The “cognitive debt” created by AI used badly
Taboada — a professor at the University of A Coruña and CEO of EstratégicaMente — had not taken the stage to talk about chatbots or quick productivity gains. His keynote, titled “AI with Judgment: Literacy, Governance, and Real Use Cases,” pointed to a far less discussed and considerably deeper risk: the uncritical, superficial adoption of artificial intelligence is breeding a new form of functional illiteracy.
The argument is as simple as it is unsettling. When a person or an institution delegates a cognitive task without understanding what they are delegating, they don’t save time — they lose judgment. They automate processes without governance, mistake speed for intelligence and, little by little, let the muscle of independent reasoning atrophy. “It isn’t the tool that makes us dull,” Taboada argued, “but our refusal to understand what the tool is doing for us.”

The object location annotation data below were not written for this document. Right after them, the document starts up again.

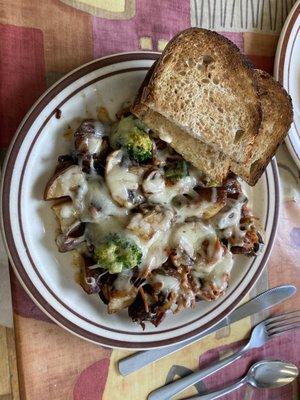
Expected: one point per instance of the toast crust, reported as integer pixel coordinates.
(203, 71)
(277, 118)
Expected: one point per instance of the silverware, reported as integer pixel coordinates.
(265, 374)
(260, 335)
(259, 303)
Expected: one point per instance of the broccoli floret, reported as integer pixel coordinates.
(132, 135)
(176, 170)
(116, 253)
(138, 145)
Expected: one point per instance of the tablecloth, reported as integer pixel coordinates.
(40, 41)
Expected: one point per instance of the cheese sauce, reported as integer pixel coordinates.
(173, 222)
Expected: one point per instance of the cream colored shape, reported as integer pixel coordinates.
(107, 5)
(140, 384)
(146, 43)
(161, 44)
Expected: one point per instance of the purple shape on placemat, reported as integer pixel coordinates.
(22, 303)
(156, 19)
(285, 347)
(236, 37)
(295, 237)
(22, 72)
(91, 382)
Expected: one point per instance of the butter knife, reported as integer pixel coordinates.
(259, 303)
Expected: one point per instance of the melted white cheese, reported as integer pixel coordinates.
(96, 201)
(169, 283)
(160, 193)
(229, 217)
(217, 272)
(189, 236)
(67, 210)
(122, 283)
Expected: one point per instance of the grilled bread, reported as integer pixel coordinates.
(204, 85)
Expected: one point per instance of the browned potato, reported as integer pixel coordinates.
(63, 182)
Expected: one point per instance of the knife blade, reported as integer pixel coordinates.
(259, 303)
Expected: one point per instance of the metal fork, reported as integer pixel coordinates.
(260, 335)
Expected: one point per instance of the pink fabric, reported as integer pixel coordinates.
(155, 18)
(22, 72)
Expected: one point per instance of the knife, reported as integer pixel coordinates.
(259, 303)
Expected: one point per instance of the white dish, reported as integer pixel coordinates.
(287, 72)
(29, 226)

The provocation, far from gratuitous, connects with the most recent scientific evidence. In 2025, a team at the MIT Media Lab led by researcher Nataliya Kos’myna published the study “Your Brain on ChatGPT: Accumulation of Cognitive Debt,” which used electroencephalography to monitor 54 participants over four months. The result? The group that wrote with the help of a language model showed the weakest neural connectivity and the poorest learning outcomes compared with those who wrote unaided. The researchers coined a term that captures the danger: “cognitive debt,” the deferred cost of outsourcing thought without reflection. Caution is warranted — it is a preliminary study, not yet peer-reviewed — but the direction is unmistakable. Seen this way, the line delivered in Tangier was not an outburst but the bluntest version of a debate already circulating through universities and laboratories.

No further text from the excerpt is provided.